Со временем у него образовался прочный круг друзей, помешанных на картах, куда уже не входил Сизов.
Незаметно для самой себя Верочка Воркуева привыкла укладываться спать без мужа, скрывая это по возможности от сына и от родителей, которые, построив квартиру, переселились в Теплый Стан. У нее тоже к тому времени образовалось нечто похожее на кружочек, и она тоже порой уходила на весь вечер из дому, оставляя Олежку на попечении дяди Андрея, который нянькался с ним, как старый дядька при барчуке.
«Ну как живы, братцы?» — спрашивал иногда Сизов, появляясь из небытия. «Где сам?» — спрашивал он у Верочки, если Тюхтина не было дома. «Где сама?» — если дома не было Верочки.
«У нее свои друзья, — отвечал Тюхтин. — Тебя это удивляет? Странно. Не будь ханжой!»
«У него свои друзья, — отвечала Верочка. — У меня свои. Ты знаешь, а нас это вполне устраивает. Я уважаю его право на личную жизнь. Чего ж в этом плохого? Наоборот, по-моему, все очень хорошо. Большую часть времени мы вместе, ты что! Просто так совпало, что ты приходишь, а то меня, то его нет… Да брось ты глупости говорить!»
Со временем Сизов вообще перестал приходить в этот дом, если его не звали. А звали его теперь очень редко.
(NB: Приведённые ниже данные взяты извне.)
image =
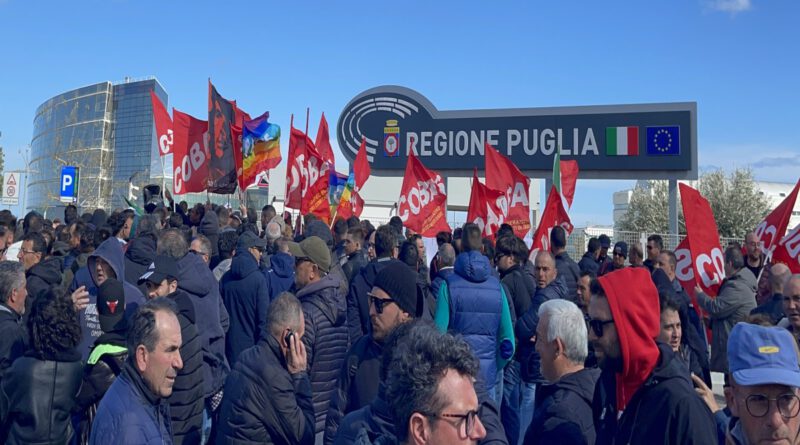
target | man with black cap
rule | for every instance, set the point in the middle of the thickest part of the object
(394, 300)
(187, 400)
(108, 355)
(618, 261)
(246, 295)
(325, 310)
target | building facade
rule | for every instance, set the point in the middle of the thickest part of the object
(106, 130)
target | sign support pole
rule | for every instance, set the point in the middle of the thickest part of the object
(673, 209)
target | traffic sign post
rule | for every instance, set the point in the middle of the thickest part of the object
(69, 184)
(10, 188)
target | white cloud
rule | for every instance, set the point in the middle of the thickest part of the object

У Тюхтина появилась молоденькая женщина, о которой, конечно, не догадывалась Верочка, но о которой знали все друзья его круга. Она как будто бы и не нужна была Тюхтину, он не любил ее, но её однокомнатная квартира стала для него тем местом, где он забывал обо всем на свете, отдыхал, как он говорил друзьям.
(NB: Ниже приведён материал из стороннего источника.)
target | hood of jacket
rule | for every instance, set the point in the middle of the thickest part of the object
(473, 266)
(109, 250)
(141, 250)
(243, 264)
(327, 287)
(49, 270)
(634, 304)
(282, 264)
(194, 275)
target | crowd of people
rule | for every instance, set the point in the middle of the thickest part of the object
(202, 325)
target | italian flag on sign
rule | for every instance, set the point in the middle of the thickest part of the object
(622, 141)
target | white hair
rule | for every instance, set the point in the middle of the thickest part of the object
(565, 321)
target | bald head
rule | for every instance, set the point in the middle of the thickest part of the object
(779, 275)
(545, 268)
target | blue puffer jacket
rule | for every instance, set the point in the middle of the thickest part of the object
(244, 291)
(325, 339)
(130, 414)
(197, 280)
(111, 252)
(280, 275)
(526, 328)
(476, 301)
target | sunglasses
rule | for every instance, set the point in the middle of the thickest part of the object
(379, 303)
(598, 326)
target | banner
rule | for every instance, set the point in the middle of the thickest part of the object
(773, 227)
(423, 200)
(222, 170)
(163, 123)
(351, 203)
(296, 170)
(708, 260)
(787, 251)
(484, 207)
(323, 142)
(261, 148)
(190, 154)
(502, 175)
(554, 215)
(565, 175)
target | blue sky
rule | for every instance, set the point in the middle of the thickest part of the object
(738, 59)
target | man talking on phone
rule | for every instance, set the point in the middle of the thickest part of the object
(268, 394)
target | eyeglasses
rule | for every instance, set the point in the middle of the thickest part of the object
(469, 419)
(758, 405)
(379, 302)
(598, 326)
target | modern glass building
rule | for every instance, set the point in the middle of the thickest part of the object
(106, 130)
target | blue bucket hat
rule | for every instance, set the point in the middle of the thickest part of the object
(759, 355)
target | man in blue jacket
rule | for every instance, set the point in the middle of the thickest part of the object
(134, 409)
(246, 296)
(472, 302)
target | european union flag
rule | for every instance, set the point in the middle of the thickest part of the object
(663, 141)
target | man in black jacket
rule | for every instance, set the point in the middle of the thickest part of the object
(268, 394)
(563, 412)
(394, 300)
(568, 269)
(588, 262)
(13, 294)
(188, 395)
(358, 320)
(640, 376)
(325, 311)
Верочка Воркуева страшно бы поразилась и не поверила, если бы ей сказали о женщине, хотя порой она и допускала такую возможность, оставаясь в одиночестве. Но как тяжело и безнадежно больная не верит до конца в свою роковую болезнь, так и она уверяла себя, что ничего страшного не происходит: просто язва, просто кашель, просто невралгия… Она-то уж знала своего Тюхтина! С некоторых пор она вообще считала его холодным и очень спокойным человеком, не наделенным природой мужской страстью и силой.